I say again, loving animals does not make you a scientist. Moreover, being the head of a major fundraising organization that claims to love animals does not mean you are scientifically literate or that you are not a vivisection activist.
I agree with Massimo Pigliucci who stated:
A recurring theme of this book is that one cannot simply trust authority no matter how, well, authoritative it may appear to be. There is, unfortunately, no shortcut to using one's brain and critical sense and doing some background research before taking a position. (Pigliucci 2010) p90
I hope the reader will avail him or herself of this website, especially the Resources section, to learn more about the use animal models. Links to groups that disagree with us are also provided so you will have opportunity to use your own brain to compare and contrast the positions.
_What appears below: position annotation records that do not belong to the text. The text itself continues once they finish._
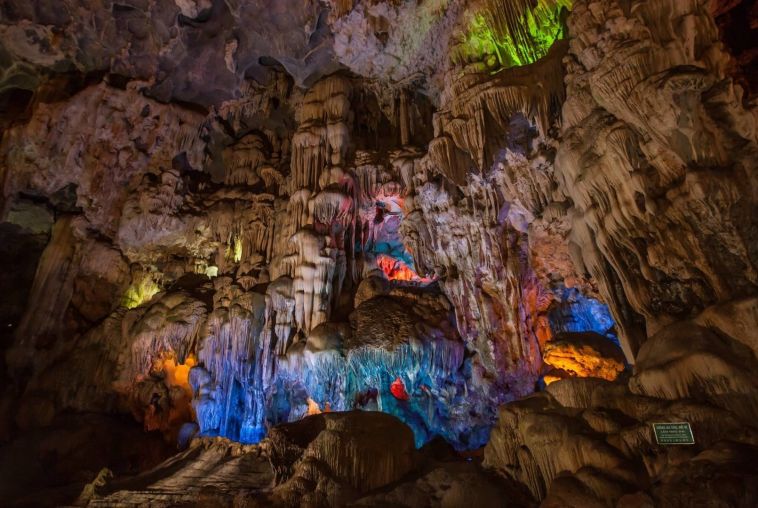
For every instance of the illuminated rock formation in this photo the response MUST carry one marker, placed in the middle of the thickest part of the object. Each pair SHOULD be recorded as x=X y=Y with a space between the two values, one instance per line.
x=337 y=250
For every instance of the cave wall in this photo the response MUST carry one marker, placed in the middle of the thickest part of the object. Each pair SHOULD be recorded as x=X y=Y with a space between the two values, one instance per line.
x=379 y=212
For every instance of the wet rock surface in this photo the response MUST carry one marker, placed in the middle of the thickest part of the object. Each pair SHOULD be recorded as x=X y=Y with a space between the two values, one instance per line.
x=306 y=242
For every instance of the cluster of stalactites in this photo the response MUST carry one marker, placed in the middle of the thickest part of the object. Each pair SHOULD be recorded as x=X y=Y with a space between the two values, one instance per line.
x=313 y=247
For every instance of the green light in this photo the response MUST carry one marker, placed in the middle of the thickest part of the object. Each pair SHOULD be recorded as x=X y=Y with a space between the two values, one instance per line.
x=234 y=249
x=500 y=48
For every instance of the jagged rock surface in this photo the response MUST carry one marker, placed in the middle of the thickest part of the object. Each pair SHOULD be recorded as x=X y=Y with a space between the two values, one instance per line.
x=224 y=217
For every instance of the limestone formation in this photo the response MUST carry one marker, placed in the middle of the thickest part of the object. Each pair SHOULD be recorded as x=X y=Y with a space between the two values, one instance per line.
x=378 y=252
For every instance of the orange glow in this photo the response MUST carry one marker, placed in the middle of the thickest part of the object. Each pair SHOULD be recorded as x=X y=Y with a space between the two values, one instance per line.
x=315 y=409
x=180 y=408
x=581 y=361
x=178 y=375
x=396 y=269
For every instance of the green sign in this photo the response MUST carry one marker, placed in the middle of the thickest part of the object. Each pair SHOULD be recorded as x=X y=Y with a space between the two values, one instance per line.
x=673 y=433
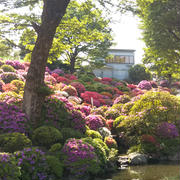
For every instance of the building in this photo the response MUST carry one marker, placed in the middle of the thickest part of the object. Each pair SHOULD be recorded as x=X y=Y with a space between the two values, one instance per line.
x=117 y=65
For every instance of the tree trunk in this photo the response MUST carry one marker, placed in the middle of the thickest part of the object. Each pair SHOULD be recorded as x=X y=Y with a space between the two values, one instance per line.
x=53 y=11
x=73 y=61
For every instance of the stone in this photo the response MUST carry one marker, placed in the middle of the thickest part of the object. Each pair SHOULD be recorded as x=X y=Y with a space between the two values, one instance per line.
x=137 y=158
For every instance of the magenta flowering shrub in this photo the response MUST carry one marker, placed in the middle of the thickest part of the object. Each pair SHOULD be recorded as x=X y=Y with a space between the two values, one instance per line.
x=79 y=87
x=167 y=130
x=164 y=83
x=33 y=164
x=86 y=110
x=122 y=99
x=8 y=167
x=144 y=84
x=94 y=122
x=80 y=157
x=16 y=64
x=1 y=85
x=78 y=121
x=58 y=71
x=12 y=119
x=7 y=77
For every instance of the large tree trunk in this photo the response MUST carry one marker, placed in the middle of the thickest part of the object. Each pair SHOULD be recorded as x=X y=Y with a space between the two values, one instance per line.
x=73 y=61
x=53 y=11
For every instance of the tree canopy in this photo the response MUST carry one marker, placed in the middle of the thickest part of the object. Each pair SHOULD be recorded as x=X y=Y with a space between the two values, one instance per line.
x=82 y=35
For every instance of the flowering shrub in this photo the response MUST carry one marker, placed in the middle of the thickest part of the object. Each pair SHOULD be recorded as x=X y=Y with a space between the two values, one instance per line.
x=122 y=99
x=1 y=84
x=58 y=71
x=86 y=110
x=15 y=64
x=80 y=157
x=9 y=87
x=50 y=79
x=70 y=76
x=93 y=134
x=19 y=85
x=144 y=84
x=101 y=150
x=11 y=97
x=107 y=79
x=33 y=164
x=94 y=122
x=89 y=96
x=7 y=68
x=8 y=167
x=112 y=113
x=11 y=142
x=78 y=120
x=12 y=119
x=131 y=86
x=167 y=130
x=55 y=113
x=164 y=83
x=79 y=87
x=46 y=136
x=7 y=77
x=70 y=90
x=111 y=143
x=154 y=84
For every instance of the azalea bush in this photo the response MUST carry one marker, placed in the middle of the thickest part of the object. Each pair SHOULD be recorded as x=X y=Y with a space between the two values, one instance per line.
x=94 y=122
x=80 y=158
x=12 y=119
x=8 y=167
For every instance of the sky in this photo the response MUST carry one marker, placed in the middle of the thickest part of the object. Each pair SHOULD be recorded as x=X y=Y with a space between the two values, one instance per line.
x=127 y=35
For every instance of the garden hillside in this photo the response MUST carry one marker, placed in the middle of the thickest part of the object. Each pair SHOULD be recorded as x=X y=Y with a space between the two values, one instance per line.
x=85 y=123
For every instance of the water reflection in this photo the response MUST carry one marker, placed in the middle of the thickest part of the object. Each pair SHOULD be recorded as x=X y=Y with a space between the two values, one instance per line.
x=150 y=172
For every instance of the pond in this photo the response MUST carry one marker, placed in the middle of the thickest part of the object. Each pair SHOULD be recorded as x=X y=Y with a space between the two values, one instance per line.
x=161 y=171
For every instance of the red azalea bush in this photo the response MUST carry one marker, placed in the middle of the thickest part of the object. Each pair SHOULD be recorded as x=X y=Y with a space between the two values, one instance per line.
x=144 y=84
x=131 y=86
x=70 y=90
x=94 y=122
x=107 y=79
x=9 y=87
x=70 y=76
x=110 y=142
x=89 y=96
x=79 y=87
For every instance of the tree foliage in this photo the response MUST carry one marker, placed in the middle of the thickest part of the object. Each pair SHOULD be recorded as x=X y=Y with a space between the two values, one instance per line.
x=161 y=34
x=82 y=35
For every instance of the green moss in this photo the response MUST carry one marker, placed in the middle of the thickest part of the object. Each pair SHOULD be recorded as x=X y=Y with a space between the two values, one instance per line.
x=93 y=134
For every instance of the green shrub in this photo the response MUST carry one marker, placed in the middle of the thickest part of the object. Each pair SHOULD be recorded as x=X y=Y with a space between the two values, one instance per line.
x=54 y=113
x=11 y=142
x=55 y=166
x=35 y=165
x=46 y=136
x=8 y=167
x=55 y=147
x=138 y=73
x=7 y=68
x=101 y=150
x=126 y=108
x=93 y=134
x=118 y=120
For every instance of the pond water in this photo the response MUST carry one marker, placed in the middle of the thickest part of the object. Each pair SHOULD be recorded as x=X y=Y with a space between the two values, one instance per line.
x=161 y=171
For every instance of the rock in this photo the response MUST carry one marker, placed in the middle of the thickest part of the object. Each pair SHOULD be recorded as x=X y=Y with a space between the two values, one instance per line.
x=137 y=159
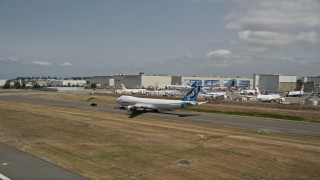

(I obtained this photo of a rhesus macaque monkey in Harry Harlow’s isolation chamber from http://en.wikipedia.org/wiki/File:Harlow-Isolationchamber.gif. (The monkey can be seen curled up in the very bottom left of the image.) Wikipedia appears to believe the gif qualifies as fair use and I could not find anything contradicting this. Please see the url for more information regarding copyright.)
Greek, Ray, and Mark J Rice. 2012. "Animal models and conserved processes." Theoretical Biology and Medical Modelling 9 (40). doi: 10.1186/1742-4682-9-40. http://www.tbiomed.com/content/9/1/40/abstract
Pigliucci, Massimo. 2010. Nonsense on Stilts: How to Tell Science from Bunk. Chicago: University of Chicago Press.
Rowan, Andrew. 1997. "Book Review. Brute Science." Animal Welfare 6:378-81.